Visual-Textual Association with Hardest and Semi-Hard Negative Pairs Mining for Person Search
This addresses the challenge of matching natural language descriptions to persons in surveillance images, which is an incremental improvement over existing methods by focusing on negative pair mining.
The paper tackles the problem of visual-textual association for person search by proposing a novel approach with attention mechanisms and negative pair mining, achieving a top1 score of 55.32% on the CUHK-PEDES dataset as a new state-of-the-art.

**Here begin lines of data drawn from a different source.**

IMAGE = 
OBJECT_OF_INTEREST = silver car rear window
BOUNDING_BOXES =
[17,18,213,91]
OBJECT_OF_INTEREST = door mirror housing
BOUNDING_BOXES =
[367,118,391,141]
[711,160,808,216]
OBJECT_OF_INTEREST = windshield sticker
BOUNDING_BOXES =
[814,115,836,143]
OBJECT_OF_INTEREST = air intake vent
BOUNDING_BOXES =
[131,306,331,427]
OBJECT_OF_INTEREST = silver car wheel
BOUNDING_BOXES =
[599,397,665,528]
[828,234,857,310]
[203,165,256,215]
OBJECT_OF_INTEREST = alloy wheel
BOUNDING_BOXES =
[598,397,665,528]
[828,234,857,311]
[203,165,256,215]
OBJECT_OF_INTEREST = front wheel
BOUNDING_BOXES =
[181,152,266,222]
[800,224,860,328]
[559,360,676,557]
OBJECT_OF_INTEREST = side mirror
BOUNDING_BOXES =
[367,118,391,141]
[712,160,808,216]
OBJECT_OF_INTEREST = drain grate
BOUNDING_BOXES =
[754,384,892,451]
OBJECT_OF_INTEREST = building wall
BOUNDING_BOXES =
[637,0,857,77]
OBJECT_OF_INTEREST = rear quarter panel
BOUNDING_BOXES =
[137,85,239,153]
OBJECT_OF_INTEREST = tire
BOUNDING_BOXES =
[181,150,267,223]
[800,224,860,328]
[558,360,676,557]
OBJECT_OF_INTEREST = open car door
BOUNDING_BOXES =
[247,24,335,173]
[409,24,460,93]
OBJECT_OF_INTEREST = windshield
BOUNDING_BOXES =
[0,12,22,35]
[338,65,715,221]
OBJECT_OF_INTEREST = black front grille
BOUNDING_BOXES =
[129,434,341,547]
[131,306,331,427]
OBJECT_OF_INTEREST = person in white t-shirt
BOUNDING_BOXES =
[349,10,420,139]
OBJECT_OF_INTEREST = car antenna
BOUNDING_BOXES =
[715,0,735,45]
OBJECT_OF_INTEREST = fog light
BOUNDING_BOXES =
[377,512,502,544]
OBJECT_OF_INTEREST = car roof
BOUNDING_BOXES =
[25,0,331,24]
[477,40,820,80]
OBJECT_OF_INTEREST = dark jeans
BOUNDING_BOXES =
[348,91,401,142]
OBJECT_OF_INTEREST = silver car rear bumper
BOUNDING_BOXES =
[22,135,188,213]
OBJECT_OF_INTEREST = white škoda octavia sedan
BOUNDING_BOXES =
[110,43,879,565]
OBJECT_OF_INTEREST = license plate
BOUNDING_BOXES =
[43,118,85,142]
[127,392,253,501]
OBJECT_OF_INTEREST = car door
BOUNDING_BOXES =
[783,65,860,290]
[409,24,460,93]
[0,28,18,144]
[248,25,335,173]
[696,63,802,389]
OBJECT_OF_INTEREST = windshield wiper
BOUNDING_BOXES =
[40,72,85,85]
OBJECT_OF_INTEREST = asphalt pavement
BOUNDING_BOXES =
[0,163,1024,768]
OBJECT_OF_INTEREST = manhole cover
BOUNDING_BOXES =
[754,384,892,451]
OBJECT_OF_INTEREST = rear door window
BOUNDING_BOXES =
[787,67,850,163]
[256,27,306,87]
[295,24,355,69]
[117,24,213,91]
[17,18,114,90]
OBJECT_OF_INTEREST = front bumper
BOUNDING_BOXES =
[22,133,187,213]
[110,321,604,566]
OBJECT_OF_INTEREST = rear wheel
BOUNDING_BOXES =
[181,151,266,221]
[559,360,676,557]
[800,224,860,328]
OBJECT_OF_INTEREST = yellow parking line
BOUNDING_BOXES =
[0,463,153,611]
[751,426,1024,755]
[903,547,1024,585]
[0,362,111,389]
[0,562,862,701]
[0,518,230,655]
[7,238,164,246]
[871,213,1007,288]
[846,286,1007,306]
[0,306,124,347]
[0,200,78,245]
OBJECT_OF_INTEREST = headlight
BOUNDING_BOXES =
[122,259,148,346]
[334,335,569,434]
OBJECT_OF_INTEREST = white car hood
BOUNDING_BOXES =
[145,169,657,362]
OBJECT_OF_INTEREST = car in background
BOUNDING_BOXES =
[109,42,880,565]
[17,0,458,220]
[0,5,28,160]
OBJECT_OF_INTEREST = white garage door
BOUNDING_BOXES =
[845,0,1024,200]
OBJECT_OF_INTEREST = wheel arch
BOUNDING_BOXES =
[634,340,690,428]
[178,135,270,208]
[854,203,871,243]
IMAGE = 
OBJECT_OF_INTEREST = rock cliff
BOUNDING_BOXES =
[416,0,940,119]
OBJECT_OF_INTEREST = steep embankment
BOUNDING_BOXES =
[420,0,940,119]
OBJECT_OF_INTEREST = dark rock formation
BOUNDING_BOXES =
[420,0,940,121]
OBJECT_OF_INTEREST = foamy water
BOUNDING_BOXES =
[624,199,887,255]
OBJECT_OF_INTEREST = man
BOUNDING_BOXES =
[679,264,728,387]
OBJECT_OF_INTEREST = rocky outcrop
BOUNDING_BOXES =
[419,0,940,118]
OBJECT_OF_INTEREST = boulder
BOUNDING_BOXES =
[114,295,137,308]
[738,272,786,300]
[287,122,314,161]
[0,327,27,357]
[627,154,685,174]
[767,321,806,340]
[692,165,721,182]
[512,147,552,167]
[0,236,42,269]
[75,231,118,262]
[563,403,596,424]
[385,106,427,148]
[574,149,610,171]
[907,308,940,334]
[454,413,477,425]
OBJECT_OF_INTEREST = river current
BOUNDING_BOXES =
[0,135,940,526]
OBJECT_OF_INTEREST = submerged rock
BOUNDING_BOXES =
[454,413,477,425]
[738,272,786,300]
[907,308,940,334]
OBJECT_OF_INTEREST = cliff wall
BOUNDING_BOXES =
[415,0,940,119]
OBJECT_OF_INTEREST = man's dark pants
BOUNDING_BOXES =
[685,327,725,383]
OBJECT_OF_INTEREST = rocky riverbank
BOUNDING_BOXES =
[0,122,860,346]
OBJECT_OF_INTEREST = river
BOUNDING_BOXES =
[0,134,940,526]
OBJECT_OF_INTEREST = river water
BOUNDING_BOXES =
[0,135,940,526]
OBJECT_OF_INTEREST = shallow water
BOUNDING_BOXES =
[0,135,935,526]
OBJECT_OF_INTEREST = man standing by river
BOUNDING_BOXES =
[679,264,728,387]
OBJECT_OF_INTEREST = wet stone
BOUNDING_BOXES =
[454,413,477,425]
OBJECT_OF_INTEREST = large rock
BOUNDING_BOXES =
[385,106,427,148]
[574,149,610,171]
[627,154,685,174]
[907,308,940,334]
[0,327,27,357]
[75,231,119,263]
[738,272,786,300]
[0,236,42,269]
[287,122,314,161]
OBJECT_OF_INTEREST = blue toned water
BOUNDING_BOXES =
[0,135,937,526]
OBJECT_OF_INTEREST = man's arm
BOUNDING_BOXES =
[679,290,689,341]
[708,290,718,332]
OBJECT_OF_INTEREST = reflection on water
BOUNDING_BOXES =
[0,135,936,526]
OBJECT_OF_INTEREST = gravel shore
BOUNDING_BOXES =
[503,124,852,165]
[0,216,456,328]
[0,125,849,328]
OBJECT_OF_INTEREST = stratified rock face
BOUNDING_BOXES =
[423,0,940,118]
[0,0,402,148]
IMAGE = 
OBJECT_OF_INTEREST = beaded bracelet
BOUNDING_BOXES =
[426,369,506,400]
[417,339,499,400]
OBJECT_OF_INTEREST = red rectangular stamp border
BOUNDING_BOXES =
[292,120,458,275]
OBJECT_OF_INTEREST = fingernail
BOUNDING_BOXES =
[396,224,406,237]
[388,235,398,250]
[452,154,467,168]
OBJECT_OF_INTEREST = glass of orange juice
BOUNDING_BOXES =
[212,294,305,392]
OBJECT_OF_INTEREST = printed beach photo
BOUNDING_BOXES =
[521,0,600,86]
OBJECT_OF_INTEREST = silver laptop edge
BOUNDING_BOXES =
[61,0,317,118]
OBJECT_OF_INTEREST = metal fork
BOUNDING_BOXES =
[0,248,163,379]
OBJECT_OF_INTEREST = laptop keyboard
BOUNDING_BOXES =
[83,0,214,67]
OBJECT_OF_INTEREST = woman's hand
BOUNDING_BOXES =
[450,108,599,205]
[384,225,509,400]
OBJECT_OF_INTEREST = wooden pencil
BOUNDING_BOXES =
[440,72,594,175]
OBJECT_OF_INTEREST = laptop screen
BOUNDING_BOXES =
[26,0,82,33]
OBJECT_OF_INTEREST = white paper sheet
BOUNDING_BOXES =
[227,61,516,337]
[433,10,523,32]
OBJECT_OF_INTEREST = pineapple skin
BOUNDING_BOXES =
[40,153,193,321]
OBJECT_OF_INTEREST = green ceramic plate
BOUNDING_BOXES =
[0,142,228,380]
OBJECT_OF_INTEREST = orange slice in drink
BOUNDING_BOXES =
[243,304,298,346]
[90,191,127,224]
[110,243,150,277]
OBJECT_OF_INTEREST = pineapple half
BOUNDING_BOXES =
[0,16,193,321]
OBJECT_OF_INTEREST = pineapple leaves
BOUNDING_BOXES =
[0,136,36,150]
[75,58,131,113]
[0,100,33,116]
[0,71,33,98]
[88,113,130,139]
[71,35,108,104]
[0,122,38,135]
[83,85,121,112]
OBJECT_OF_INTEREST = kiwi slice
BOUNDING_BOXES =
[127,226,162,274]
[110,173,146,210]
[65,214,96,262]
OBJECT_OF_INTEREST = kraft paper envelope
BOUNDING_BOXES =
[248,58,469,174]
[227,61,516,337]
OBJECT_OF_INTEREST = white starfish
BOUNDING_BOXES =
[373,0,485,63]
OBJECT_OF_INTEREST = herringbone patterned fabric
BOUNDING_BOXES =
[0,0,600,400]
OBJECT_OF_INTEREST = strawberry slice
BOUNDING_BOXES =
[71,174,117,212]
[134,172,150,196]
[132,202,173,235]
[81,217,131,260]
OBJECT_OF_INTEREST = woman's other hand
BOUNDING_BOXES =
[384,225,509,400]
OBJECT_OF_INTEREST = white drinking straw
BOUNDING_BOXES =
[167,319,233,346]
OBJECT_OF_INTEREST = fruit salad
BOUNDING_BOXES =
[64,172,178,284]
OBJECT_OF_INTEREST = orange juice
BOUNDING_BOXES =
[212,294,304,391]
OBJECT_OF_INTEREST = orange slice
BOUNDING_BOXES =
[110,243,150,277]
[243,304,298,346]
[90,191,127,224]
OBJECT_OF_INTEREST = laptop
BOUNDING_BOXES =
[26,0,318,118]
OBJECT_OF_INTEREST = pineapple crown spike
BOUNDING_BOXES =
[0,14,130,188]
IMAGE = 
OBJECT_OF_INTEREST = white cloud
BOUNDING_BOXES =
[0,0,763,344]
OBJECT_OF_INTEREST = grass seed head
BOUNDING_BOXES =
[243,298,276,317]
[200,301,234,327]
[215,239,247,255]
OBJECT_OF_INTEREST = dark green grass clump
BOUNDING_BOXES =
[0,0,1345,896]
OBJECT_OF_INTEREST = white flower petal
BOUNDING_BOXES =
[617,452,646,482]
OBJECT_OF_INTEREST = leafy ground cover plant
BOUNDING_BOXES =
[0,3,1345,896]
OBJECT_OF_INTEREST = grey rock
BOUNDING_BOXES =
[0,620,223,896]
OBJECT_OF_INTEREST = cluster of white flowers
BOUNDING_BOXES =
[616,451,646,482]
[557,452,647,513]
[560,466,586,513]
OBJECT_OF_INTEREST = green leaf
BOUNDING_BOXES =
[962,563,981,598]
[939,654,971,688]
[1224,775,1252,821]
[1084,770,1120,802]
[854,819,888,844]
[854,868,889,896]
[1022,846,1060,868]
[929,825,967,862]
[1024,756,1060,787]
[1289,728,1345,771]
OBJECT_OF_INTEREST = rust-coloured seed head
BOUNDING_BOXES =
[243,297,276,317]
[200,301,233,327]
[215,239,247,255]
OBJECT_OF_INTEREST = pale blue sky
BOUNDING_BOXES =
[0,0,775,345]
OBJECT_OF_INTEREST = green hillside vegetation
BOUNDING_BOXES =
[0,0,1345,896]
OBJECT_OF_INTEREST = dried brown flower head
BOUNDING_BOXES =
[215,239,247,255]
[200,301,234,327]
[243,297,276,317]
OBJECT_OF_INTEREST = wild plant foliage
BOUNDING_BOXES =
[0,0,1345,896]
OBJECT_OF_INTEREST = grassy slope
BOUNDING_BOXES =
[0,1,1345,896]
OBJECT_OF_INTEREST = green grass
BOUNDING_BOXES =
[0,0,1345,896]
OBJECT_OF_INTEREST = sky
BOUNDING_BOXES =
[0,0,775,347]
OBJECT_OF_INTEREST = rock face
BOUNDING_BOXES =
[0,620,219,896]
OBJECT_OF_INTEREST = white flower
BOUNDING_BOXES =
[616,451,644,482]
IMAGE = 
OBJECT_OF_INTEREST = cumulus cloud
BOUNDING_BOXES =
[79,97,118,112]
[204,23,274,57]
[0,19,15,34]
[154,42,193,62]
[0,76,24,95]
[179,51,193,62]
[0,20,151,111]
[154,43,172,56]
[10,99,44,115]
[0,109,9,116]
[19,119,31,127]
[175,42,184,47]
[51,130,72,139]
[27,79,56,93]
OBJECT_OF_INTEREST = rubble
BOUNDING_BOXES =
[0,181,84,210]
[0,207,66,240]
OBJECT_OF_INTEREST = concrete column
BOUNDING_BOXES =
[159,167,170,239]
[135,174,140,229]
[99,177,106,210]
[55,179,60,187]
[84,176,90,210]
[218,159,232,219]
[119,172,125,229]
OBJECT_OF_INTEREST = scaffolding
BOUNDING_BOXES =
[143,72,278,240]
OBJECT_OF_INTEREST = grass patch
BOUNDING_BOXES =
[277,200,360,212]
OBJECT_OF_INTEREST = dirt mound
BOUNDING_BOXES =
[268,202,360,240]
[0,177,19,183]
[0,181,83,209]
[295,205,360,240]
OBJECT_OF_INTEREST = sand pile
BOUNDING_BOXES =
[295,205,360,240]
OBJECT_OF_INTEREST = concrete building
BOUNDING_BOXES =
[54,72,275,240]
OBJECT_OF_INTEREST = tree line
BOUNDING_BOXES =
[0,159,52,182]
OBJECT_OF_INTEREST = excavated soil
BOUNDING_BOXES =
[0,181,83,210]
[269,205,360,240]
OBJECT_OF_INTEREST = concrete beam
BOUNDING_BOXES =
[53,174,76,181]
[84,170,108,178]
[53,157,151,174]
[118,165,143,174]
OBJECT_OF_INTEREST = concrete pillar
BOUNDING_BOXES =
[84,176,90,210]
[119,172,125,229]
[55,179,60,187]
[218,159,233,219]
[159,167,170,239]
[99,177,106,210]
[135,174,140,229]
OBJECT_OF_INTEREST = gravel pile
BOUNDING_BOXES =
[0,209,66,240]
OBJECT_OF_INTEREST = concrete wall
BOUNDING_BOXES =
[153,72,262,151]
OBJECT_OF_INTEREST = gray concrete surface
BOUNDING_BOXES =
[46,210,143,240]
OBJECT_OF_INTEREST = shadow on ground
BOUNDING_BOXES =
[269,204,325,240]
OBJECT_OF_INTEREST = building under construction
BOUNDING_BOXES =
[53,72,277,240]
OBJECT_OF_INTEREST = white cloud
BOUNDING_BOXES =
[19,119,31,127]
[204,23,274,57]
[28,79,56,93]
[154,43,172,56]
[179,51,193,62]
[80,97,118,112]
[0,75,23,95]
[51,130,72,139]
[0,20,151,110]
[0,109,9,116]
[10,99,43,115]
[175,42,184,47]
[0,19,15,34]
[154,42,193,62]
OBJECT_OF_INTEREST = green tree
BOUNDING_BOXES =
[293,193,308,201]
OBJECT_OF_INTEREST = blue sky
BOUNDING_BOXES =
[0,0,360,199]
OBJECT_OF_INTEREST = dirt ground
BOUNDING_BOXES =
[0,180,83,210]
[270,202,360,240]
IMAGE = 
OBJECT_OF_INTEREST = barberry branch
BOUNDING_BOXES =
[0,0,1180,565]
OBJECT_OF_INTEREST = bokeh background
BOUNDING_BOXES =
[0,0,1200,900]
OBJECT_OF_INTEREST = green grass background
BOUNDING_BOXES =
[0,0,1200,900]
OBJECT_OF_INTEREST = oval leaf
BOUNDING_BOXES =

Searching persons in large-scale image databases with the query of natural language description is a more practical important applications in video surveillance. Intuitively, for person search, the core issue should be visual-textual association, which is still an extremely challenging task, due to the contradiction between the high abstraction of textual description and the intuitive expression of visual images. However, for this task, while positive image-text pairs are always well provided, most existing methods doesn't tackle this problem effectively by mining more reasonable negative pairs. In this paper, we proposed a novel visual-textual association approach with visual and textual attention, and cross-modality hardest and semi-hard negative pair mining. In order to evaluate the effectiveness and feasibility of the proposed approach, we conduct extensive experiments on typical person search datasdet: CUHK-PEDES, in which our approach achieves the top1 score of 55.32% as a new state-of-the-art. Besides, we also evaluate the semi-hard pair mining approach in COCO caption dataset, and validate the effectiveness and complementarity of the methods.